Fixing What's Wrong with EHRs is Easier Done than Said

December 8, 2014

The crises of immigration and drought cannot be solved, only mitigated or accommodated. The EHR crisis, on the other hand, has a solution.

Immigration, drought, and EHR are all of great concern. We know people are concerned about immigration because of the daily news. The message is basically, "Solve the immigration crisis." In California, farmers are concerned about the drought as the "Solve the water crisis" billboards in the central valley attest.

It's obvious that physicians are concerned about EHRs. The concern is so great that the AMA convened an advisory committee and has spoken out. In September, they recommended overhauling (their word) the design of EHRs to improve usability and called on EHR vendors and the government, "To leverage the power of EHRs for enhancing patient care, improving productivity, and reducing administrative costs..." The AMA framework outlines a list of "usability priorities" - things they cannot specify precisely but are easily identified when you haven't got enough. The tip-off that these are "non-functional" requirements lie in the words of the AMA statement: enhance, support, promote, offer, reduce, promote, facilitate, and expedite. The first item on their list is, for example, "Enhance physicians' ability to provide high-quality patient care."

According to the AMA, "these priorities were developed with the support of an external advisory committee comprised of practicing physicians, as well as noted experts, researchers, and executives in the field of health information technology."

To me, their announcement essentially says no more than, "Somebody, please solve the EHR crisis." If this reformulation sounds critical, it is, and I'll explain why.

"Solve the ... crisis" statements do little to advance a solution; they merely express concern, dismay, and helplessness. They lack actionable suggestions for how to solve the crisis. They merely express the hope that someone who is smarter or more knowledgeable will be able to do what they cannot.

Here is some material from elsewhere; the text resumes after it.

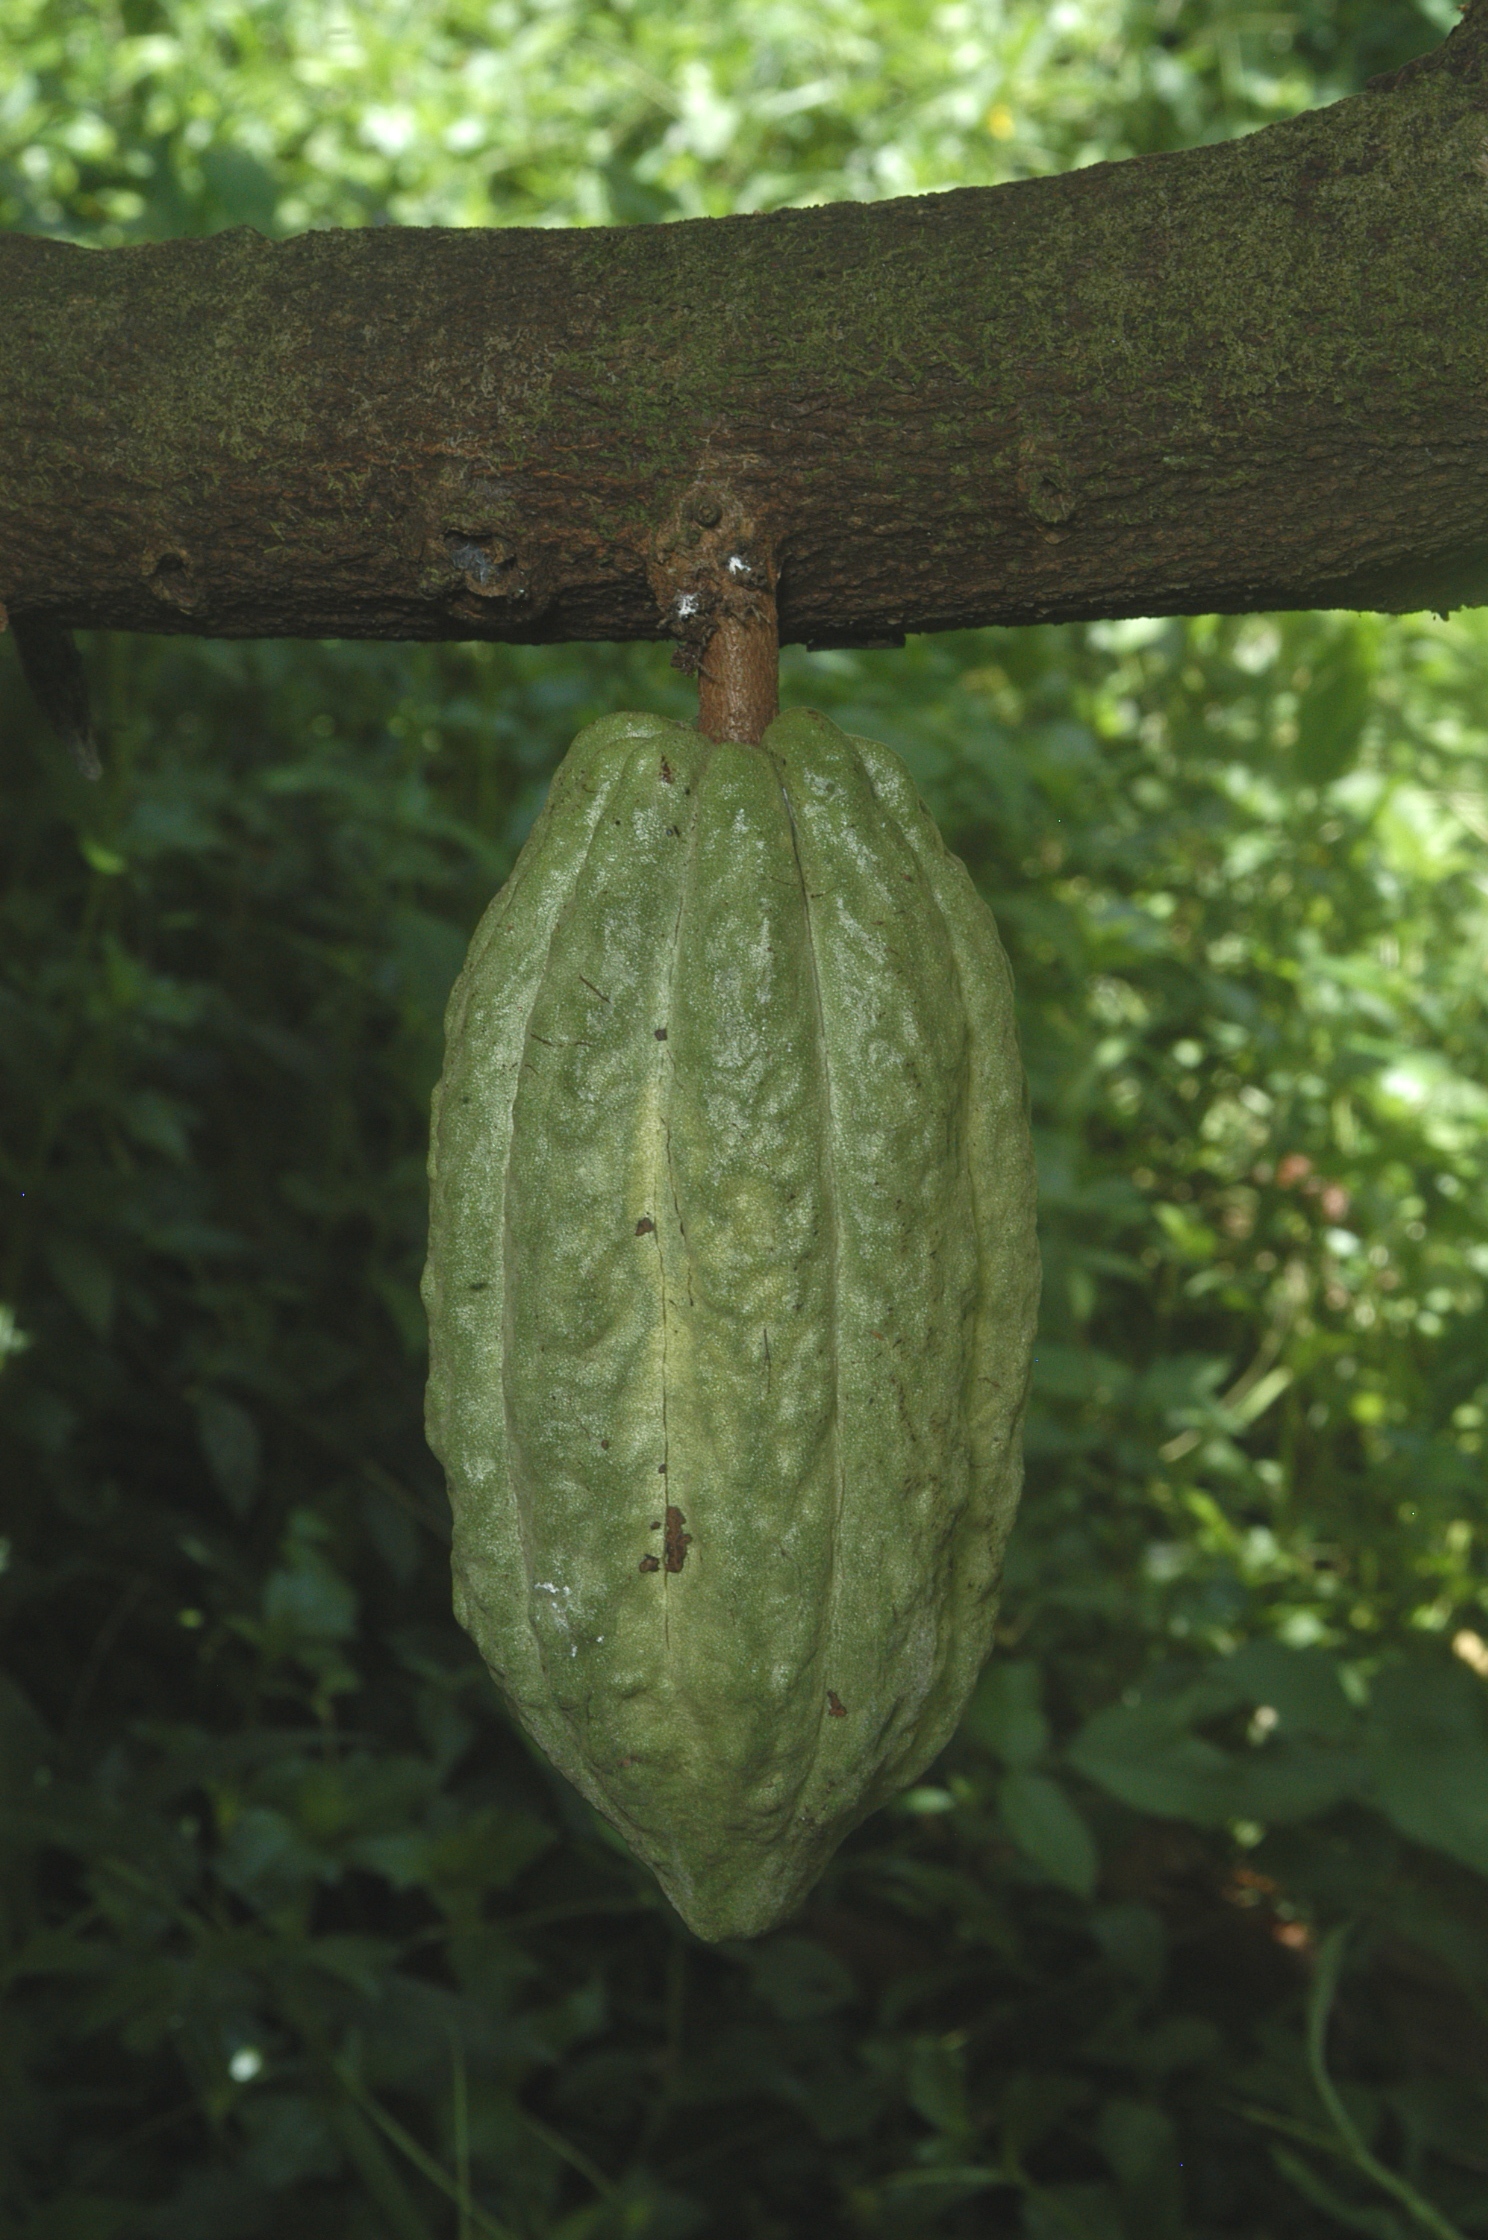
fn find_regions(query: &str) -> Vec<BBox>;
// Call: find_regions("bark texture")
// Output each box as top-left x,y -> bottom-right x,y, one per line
4,4 -> 1488,650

This is where the EHR crisis diverges. Immigration and drought are the result of forces beyond the control of policymakers, legislators, vendors, or individual organizations. They are truly complex problems. Immigration and drought cannot be solved, only mitigated or accommodated.

Turning to EHR, let's consider the AMA's priorities. What does it mean, for example, to "Enhance physicians' ability to provide high-quality patient care?" Is there a single enhancement that would work in every EHR? How do you enhance a computer system in a way that will result in predictably higher-quality care? The vendors already claim (or perhaps believe) that their systems are optimal, or at least adequate. Will they have any idea how to make their "practically perfect products" better? Similar questions can, and should, be asked about each of the AMA's eight challenges.

Taking a step back, several points are inescapable:

• The problems with EHR were smoldering for years, but only became a crisis when the federal mandate was imposed.

• The mandate effectively put a stop to the development of new EHRs since, in addition to implementing their new concept, they must replicate everything that is old to get certified or no one would buy them.

• Few comprehend the root causes of the EHR problems about which they complain. The few have an idea, either don't disseminate their knowledge, can't get it published because editors assume that ordinary physicians don't need to know that stuff, or the publications appear in obscure journals that no physician will ever discover. Thus, most physicians, probably including the committee members, have only vague notions of what it might mean for an EHR to be better. They can't have had much experience with one that is significantly better because if there were such a beast, people would be using it instead of complaining. Most notions of what would be better are based on daydreams, not evidence.

• The AMA's contention that EHR just needs a minor overhaul implies that they believe that today's EHRs are basically sound and well-designed. This assumption has no basis in fact. Just because EHRs are bought and used is not evidence that they are well designed, easy to use, or that they do what people expect.

Unlike drought and immigration, there is a solution to the EHR crisis.

It is to abandon mandates, abandon certification, and abandon penalties and incentives. Instead, efforts should be directed toward educating physicians about the information science behind medical records, be they paper or electronic.

The money that is currently being wasted on incentives and bureaucracy should be redirected to fund:

• Research that concentrates on basic science and is not tied to, or conducted using, an existing EHR; and
• Development of completely new EHRs that start with a blank slate and embrace design concepts that put the medical record, not data, at their core.